You can have fields which correspond to each of the element names in your documents. If you index all of the terms which occur within each field, via a custom Document generator and a custom stream/file parser for your XML documents, you could use the A:foo B:foo C:foo syntax in queries using the default query parser. Come to think of it, given appropriate field naming, I think you can use the A/B:foo A/B/C:foo syntax, too: just add fields named "A/B", "A/B/C", etc. (BTW, using the "A:B:C:foo" syntax is just asking for trouble, unless you want to write your own query parser, since the ':' character is used to separate field names from query terms).
For example, the document parser could return a list of element type names to the document generator, and a concatenation of the text nodes occurring within each element type (you'd have to think about multiple occurrences of element types in a single document, of course). Your document generator class would then just add a tokenized field (I'm assuming you want tokenization here) for each element type name (or XPath-ish expression) and give the flattened representation for it as the value parameter to the Field constructor.

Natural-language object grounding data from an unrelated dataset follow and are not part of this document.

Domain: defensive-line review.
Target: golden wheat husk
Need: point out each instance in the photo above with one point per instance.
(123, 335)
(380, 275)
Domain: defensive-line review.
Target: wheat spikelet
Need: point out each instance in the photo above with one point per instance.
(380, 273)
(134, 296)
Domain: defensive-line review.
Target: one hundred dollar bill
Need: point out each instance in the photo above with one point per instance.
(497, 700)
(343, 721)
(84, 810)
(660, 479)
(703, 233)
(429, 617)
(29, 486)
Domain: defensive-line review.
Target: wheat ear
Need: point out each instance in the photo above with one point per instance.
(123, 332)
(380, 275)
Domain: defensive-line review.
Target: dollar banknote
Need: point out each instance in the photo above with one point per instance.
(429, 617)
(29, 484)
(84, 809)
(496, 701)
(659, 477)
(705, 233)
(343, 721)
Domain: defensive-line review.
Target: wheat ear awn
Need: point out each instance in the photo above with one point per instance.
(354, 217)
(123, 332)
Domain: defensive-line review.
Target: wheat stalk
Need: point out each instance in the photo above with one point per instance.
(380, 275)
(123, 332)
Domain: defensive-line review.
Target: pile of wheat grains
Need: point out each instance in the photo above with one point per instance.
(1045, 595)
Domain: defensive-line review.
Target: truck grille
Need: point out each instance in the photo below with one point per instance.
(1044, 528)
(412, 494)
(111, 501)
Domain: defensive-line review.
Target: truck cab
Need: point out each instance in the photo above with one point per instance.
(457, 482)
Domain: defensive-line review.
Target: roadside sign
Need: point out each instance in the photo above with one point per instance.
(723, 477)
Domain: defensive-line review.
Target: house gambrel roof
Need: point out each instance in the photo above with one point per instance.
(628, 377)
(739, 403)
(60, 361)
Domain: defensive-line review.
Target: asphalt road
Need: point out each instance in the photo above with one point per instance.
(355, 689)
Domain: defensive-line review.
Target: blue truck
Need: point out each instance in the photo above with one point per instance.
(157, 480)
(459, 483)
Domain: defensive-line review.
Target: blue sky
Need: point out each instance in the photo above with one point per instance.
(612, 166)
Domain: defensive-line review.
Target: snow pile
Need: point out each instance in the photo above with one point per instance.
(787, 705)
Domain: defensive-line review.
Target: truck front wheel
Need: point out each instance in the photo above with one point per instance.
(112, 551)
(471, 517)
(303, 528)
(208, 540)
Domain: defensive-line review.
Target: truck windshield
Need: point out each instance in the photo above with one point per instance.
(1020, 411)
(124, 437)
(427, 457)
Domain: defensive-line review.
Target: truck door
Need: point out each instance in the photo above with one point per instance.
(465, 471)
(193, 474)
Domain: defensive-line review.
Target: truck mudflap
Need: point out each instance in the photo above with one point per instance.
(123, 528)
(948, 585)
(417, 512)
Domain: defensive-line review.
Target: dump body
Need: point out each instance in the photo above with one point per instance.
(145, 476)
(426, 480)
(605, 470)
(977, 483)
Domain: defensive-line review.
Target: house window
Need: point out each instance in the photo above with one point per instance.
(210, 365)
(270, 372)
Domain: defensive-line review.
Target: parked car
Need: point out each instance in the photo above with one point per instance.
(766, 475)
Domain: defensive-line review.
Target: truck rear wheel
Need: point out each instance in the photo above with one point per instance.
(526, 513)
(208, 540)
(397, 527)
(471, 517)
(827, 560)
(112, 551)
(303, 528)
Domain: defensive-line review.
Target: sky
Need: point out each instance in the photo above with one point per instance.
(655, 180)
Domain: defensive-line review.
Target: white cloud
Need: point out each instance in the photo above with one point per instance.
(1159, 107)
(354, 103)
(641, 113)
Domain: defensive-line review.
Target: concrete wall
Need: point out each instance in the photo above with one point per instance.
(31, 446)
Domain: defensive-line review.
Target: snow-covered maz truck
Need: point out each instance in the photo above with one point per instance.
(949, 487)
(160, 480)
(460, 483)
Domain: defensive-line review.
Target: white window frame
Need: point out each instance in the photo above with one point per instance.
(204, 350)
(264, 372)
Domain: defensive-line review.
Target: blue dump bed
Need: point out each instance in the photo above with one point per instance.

To use your XML document example, your Document generator would pass the document to your parser, which could report a series of fields (I'll use the XPath-ish syntax here): "A", containing "foo", "A/B", containing "foo", and "A/B/C", containing "foo". (It might make more sense in actual practice to reverse the reporting order from the parser, but you get the idea.)
Hope this helps,
Steve Rowe
Harry Foxwell wrote:
in an xml document, say <A> <B> <C>foo</C> </B> </A>Lucene syntax allows me to search for term 'C:foo' Is there a way to specify query for 'foo' in one of the parents of C? Something like B:foo, B:C:foo, B/C:foo, or something like that idea (but of course these don't work).